Crips-affiliated gang from Long Beach, California

Sons of Samoa is a Crips-affiliated street gang based in Long Beach, California, United States. Its membership mainly consists of Samoan Americans with other Pacific Islander members.

==History==
The Sons of Samoa gang is a faction of the Crips gang based in west Long Beach, California.

In 1985, the Sons of Samoa gang had about 200 members scattered throughout Long Beach, many of whom were Samoan immigrants or first-generation Samoans.

In the late 1980s, it was the focus of a Long Beach Police Department sweep after gang members had attacked two police officers. Around the same time, they were in a gang war with a gang from Garden Grove.

In 2015, an investigation led to new charges and the arrest of a Sons of Samoa member for a murder in 1996.

Three SOS members were arrested on March 16, 2021, for the February 9 fatal shooting of a man during late hours on the street near a church in San Jose, California.

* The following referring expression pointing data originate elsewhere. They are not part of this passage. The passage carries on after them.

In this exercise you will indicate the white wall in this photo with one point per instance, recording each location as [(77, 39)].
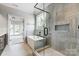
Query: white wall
[(29, 20), (29, 25), (3, 24)]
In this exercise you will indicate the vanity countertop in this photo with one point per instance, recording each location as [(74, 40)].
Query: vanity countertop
[(35, 38)]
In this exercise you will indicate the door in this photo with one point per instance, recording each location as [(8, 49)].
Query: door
[(15, 30)]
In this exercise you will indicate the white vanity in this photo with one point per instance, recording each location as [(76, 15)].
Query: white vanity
[(36, 42)]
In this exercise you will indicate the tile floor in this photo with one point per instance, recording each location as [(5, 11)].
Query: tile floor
[(21, 49)]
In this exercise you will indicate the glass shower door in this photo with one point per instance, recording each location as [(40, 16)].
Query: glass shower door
[(16, 30)]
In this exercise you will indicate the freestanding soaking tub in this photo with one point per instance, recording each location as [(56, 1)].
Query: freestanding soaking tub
[(36, 42)]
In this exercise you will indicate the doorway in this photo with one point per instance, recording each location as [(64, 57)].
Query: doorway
[(15, 30)]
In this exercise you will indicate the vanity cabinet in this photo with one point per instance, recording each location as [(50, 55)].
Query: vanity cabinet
[(2, 42)]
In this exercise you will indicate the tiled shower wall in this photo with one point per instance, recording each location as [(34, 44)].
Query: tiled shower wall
[(65, 42)]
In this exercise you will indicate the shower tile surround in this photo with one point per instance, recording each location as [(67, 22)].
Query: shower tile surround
[(65, 42)]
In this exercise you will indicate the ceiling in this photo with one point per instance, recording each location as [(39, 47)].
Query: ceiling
[(25, 7)]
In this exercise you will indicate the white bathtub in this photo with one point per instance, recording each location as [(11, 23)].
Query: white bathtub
[(36, 42)]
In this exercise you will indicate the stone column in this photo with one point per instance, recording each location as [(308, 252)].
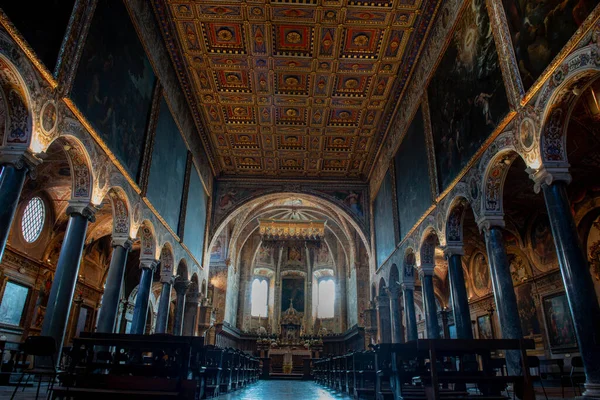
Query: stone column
[(408, 294), (164, 304), (383, 312), (15, 168), (504, 292), (67, 270), (140, 310), (458, 293), (426, 275), (181, 290), (190, 315), (112, 287), (396, 314), (576, 275)]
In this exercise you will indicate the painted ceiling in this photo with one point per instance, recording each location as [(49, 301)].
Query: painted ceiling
[(301, 88)]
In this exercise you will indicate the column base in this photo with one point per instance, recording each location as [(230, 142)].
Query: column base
[(592, 391)]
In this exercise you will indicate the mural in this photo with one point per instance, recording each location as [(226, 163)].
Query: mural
[(466, 94), (540, 29), (167, 172), (543, 251), (384, 220), (412, 176), (114, 83), (559, 323), (43, 34), (292, 289), (527, 310), (480, 274), (484, 326), (195, 216)]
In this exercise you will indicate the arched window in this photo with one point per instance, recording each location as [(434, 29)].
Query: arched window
[(326, 298), (260, 294), (33, 219)]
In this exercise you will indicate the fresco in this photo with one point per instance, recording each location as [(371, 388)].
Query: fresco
[(44, 35), (114, 83), (530, 324), (167, 172), (292, 289), (413, 190), (540, 29), (543, 250), (467, 98), (195, 216), (559, 323), (480, 274), (384, 220)]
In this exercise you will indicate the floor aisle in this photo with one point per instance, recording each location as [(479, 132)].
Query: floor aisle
[(284, 390)]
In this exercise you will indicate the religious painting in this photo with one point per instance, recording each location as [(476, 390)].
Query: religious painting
[(45, 35), (530, 323), (559, 323), (593, 249), (540, 29), (413, 190), (480, 274), (543, 250), (466, 95), (195, 216), (292, 293), (167, 171), (484, 327), (385, 237), (114, 84)]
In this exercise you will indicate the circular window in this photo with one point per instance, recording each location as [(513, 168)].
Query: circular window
[(33, 219)]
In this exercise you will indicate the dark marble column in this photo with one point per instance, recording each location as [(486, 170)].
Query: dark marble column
[(396, 314), (458, 294), (67, 270), (578, 282), (181, 287), (12, 178), (142, 299), (504, 292), (383, 313), (112, 288), (408, 293), (164, 304), (433, 328)]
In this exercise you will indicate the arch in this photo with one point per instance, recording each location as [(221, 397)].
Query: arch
[(253, 201), (120, 211), (455, 216), (80, 164), (147, 236), (557, 99), (166, 262), (18, 116)]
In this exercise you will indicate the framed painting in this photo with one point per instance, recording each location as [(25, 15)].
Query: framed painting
[(484, 327), (559, 323), (466, 93)]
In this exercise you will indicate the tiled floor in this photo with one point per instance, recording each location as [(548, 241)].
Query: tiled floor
[(284, 390)]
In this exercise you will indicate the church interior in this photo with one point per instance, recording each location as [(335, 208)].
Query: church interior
[(300, 199)]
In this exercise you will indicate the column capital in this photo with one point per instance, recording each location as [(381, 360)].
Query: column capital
[(487, 222), (546, 175), (124, 241), (453, 249), (150, 264), (84, 208), (426, 269), (21, 158)]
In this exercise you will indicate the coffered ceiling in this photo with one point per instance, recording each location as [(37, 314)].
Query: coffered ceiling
[(299, 88)]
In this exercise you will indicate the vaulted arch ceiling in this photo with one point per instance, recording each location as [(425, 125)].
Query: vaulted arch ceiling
[(300, 89)]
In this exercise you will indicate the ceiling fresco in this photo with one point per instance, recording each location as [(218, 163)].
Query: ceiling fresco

The victim was not known to have had any connection with the suspects.

==Activities==
In the 1980s, the Sons of Samoa were heavily involved with the sale and use of cocaine and PCP, as well as robbery, burglary, and extortion. In the 1990s, the Suicidals subset of the Sons of Samoa sold drugs in alleyways.
A 2011 report from the FBI listed Alaska, California, Missouri, Utah, and Washington as states where the Sons of Samoa operated.